Tasting several vintages here confirmed my recent impressions that since 2003, Fontodi is really at the top of the game. The wines are now denser, more textured and expressive. In the late 1990s, I found some wines a little overtannic and drying; today, they overwhelm with a sense of balance and harmony. Asked why, Giovanni Manetti answered that it is a matter of slow gradual improvement. He quoted the increasing age of the vines as a factor. I think the exclusive use of indigenous yeast since 2000 really makes a difference. I came away impressed.

In Chianti (1)

Fèlsina: hospitality, verticality, profundity

It is our second day in Chianti. I am here with two of my colleagues from WINO Magazine to research material for a special edition on this part of Tuscany. It is a bespoke three-day tour of the best wineries, organised for us by the Consorzio del Chianti Classico. They did a great job. We try, too (although today’s 2-hour delay for our appointment at Querciabella was the most embarassing I ever suffered).

This morning we visited Fattoria di Fèlsina. My favourite estate in Tuscany, Italy, and perhaps the world. I have a weakness for their wines – especially the two top labels, Rancia and Fontalloro – that is almost physical and erotic.
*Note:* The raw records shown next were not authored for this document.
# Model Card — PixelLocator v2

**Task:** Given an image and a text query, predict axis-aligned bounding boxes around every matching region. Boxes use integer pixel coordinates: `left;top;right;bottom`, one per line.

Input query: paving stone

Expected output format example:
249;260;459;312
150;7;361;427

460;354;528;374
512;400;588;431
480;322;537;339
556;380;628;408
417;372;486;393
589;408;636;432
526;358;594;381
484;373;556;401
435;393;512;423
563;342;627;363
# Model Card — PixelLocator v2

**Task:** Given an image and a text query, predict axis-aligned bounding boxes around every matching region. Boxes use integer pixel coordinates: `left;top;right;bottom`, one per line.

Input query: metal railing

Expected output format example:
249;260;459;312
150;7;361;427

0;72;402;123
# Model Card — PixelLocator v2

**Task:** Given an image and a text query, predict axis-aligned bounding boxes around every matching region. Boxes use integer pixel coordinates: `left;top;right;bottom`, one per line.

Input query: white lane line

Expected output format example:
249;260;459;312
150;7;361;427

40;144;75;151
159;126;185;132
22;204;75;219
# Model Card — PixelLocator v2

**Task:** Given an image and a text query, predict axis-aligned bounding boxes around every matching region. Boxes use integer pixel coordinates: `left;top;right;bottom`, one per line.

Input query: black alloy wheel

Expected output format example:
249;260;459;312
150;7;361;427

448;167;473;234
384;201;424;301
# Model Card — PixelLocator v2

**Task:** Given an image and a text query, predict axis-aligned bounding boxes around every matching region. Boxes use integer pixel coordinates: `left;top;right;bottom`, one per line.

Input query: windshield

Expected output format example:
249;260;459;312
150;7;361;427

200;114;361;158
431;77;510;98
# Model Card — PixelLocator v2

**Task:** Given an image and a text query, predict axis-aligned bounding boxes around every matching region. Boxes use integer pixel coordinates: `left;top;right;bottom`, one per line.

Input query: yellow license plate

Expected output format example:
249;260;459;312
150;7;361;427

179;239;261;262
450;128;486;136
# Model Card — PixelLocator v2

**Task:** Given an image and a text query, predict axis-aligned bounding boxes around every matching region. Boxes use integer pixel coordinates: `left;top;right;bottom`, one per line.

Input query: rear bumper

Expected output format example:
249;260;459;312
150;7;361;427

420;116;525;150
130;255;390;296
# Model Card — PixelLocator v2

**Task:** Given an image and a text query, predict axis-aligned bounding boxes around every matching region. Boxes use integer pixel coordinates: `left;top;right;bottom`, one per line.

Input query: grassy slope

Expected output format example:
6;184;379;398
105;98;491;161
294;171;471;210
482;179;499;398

And incidentally, it was the very first winery I ever visited, in summer 1999 on a vacation to Tuscany before I got into wine writing.

The Fèlsina estate’s main bulding.

We first drove with owner Giuseppe Mazzocolin through portions of this large estate, looking at the vineyards for Fontalloro, Maestro Raro (Fèlsina’s varietal Cabernet), and finally Rancia.

Giuseppe Mazzocolin.

The fattoria itself (this words denote an self-sufficient agricultural estate that produces its own wine, olive oil, grain, livestock etc.) consists of 11 separate poderi (farmhouses), which are now all abandoned. While most Western tourists see the Chianti hills as a sort of modern paradise, with romantic-looking vineyards and olive groves, this area still suffers from a massive social change in the 1950s and 1960s, when the age-old system of sharecropping (mezzadria) collapsed, and most of the rural population emigrated to the cities. A farmhouse like Rancia used to be home to 5 or 6 families, with perhaps 50 people living in the buildings and caring for the adjacent land. Today, these structures are totally empty, and often derelict.

The Rancia farmhouse seen from the east.

Rancia itself even hosted a small monastery, and its imposing outer walls suggest it was a fortified granary, too (name perhaps coming from grancia / grangia).

The name Rancia probably comes from grancia, a fortified granary.

Perhaps fittingly, the 6-ha Rancia vineyard gives birth to one of the most mightily structured and ageworthy wines in the whole of Chianti. Giuseppe Mazzocolin treated us to a rare vertical, from the recently bottled (unreleased) 2005 back to 1983, the first vintage.


I did attend a Fèlsina vertical back in 2001 (see also here and here for some early notes, including a 1997 Fontalloro that remains a legend of my tasting career). But this tasting was the most extensive, and the one where the bottles (surely due to their provenance from the estate’s cellar) showed the youngest. Honestly, none of the wines was over the hill, and even underrated vintages such as 1994 seemed to have the guts for another decade in bottle. It was also interesting to observe the subtle differences from vintage to vintage, and the consistent stylistic thread running through all 11: minerality, austerity, acidity, backwardness, coupled with stupendous elegance and freshness.

The deep unevolved purples of 1990 and 1988 Rancia.

I hope to publish an extensive winery profile with full tasting notes from all these years on my main site soon. Summarizing, I can say that 2005, 2004 and 2001 are the greatest of the latest (with the former especially impressive), while 2000, 1997 and 1994 are all nicely round and balsamic, less tannic, drinking well now, but in no danger of declining any soon. I have had better bottles of the 1990 and the 1988 was a touch muted, but 1985 and 1983 were spectacular: driven, upright, intense, powerful, not even so tertiary, and so full of life! They were further enhanced by the fantastic home cooking of Mrs. Valeria. And then there is Fèlsina’s range of spellbinding olive oils – more on these soon.